It's A Governance Issue

According to the study, firms with rapid growth, weaker corporate governance and weaker internal controls “were less likely to use their internal whistle-blowing system.”

If a company’s governance practices included staggered terms for board directors, limited shareholder rights and golden parachute payments for senior executives, these traits correlated with lower firm valuations.

“It’s somewhat easy to distinguish which firms are less concerned about whistle-blowing because their management is more ‘entrenched,’” Welch said, referring to companies with those poorer governance traits. “Thus, entrenchment can probably be used by investors as a proxy for the volume of internal reporting.”

According to Welch, firms with weak corporate governance are more likely to have executives powerful enough to stifle dissenting voices and internal reporting.
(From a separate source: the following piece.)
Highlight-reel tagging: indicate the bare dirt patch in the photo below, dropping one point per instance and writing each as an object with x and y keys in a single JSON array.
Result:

Firms with less reporting also tended to engage in more earnings techniques that inflate financial performance. For example, the lower the measured hotline usage within a company, the more likely a company was to use discretionary accruals to make judgments on cash flows, behavior associated with earnings management and manipulation.

Companies that more actively used the internal reporting system, however, saw fewer lawsuits filed against them and smaller awards and settlements.

“The average settlement is actually approximately 20 percent less for firms that were more engaged in internal reporting,” said Welch. “The relationship is pretty strong.”

Firms that don’t have robust and active whistle-blowing systems may instead pay the price other ways—by having their internal issues exposed in a negative news story or in the filing of a claim, said Welch.

“For most managers and directors right now, receiving zero internal reports isn’t a problem—but it’s easy to get zero reports by not telling anyone about the system,” said Welch. “The data we have says that the more reports you get, the more active your system, the better.